重组质粒pESC-Hyg-SmABA的制备方法具体如下：

1)构建质粒pESC-Hyg

质粒pESC-Hyg为将抗性基因Hyg替换质粒pESC-Leu中的Leu基因，得到的质粒；具体方法如下：

以质粒pESC-Leu(购买于上海信裕生物科技有限公司，货号60908-2752)为模板，引物HYG-UP-F和HYG-UP-R扩增出基因片段HYG-UP，引物HYG-DOWN-F和HYG-DOWN-R扩增出基因片段HYG-DOWN。以携带在武汉金开瑞生物工程有限公司合成的基因Hyg(潮霉素抗性基因)的质粒pET-24a-Hyg为模板，引物HYG-F和HYG-R扩增出基因片段HYG，引物序列如表1所示。PCR方法为预变性96℃，5分钟；变性96℃，15秒；退火55℃，15秒；延伸72℃，时间根据片段长度设定；72℃，10分钟；变性到延伸设置30个循环。
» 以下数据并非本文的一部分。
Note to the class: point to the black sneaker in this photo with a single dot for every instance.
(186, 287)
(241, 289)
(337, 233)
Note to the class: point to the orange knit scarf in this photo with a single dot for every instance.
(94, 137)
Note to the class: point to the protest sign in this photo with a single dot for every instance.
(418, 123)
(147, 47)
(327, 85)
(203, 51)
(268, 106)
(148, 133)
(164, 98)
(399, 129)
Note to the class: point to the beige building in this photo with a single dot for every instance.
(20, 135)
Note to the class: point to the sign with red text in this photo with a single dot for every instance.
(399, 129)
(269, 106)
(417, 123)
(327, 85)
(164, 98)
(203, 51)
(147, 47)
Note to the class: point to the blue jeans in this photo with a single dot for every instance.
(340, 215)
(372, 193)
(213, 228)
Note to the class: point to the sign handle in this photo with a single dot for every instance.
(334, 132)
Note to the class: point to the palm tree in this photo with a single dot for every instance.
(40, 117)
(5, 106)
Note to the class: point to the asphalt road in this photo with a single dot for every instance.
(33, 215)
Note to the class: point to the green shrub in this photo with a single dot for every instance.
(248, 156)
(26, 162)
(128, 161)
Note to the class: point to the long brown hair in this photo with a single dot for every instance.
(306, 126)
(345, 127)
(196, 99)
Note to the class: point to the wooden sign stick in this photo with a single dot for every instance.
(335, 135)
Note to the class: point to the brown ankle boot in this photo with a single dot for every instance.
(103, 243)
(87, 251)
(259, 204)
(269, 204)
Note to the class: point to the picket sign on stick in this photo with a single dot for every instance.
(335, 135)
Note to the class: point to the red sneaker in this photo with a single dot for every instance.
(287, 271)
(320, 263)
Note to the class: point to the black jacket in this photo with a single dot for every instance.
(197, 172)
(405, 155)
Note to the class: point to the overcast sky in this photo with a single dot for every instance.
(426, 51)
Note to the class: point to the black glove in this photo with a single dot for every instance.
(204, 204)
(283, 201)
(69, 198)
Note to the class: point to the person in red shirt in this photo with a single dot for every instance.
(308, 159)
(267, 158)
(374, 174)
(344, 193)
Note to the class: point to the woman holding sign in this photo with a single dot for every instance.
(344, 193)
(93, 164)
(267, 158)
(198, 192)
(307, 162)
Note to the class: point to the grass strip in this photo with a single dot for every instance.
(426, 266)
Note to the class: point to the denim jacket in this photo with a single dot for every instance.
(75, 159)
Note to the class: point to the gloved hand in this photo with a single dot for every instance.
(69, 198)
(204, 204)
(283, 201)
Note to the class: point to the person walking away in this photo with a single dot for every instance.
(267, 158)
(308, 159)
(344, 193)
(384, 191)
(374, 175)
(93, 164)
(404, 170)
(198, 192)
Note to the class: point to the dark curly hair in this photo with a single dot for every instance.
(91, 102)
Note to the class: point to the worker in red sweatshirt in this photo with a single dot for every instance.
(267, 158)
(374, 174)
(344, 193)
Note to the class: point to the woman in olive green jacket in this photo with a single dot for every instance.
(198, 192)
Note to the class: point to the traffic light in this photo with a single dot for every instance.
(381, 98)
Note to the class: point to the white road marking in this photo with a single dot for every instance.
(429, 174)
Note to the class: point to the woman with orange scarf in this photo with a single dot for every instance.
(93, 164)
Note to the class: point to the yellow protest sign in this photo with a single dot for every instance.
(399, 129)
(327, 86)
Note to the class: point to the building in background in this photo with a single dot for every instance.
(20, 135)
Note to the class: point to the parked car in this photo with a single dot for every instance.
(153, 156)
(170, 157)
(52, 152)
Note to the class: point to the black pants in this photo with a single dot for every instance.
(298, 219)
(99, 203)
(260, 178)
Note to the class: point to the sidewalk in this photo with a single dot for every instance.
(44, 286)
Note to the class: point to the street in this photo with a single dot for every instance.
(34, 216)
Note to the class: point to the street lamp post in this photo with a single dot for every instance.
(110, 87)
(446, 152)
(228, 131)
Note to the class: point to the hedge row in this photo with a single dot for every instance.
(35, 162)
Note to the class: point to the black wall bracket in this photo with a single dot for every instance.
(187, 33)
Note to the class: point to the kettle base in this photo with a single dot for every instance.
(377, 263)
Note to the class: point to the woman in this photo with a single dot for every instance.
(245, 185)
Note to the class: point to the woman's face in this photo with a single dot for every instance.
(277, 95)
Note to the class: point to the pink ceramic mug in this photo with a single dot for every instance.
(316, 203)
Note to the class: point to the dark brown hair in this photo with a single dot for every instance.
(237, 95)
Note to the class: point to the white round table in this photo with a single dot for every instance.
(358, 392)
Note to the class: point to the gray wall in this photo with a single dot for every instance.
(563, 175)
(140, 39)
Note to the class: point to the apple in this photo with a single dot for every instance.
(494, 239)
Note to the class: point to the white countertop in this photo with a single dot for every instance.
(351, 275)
将扩增出来的基因片段HYG-UP、HYG-DOWN和HYG通过重叠延伸的方法进行连接，得到PCR产物，上述重叠延伸采用的PCR程序为变性96℃，15秒；退火50℃，15秒；延伸72℃，时间根据片段长度设定；72℃，10分钟；变性到延伸设置30个循环。

以该PCR产物为模板，以引物HYG-UP-F和HYG-DOWN-R进行PCR，PCR方法为预变性96℃，5分钟；变性96℃，15秒；退火55℃，15秒；延伸72℃，时间根据片段长度设定；72℃，10分钟；变性到延伸设置30个循环，获得1809bp的基因片段UP-HYG-DOWN；(如序列1所示，其中第201bp到1609bp为HYG序列)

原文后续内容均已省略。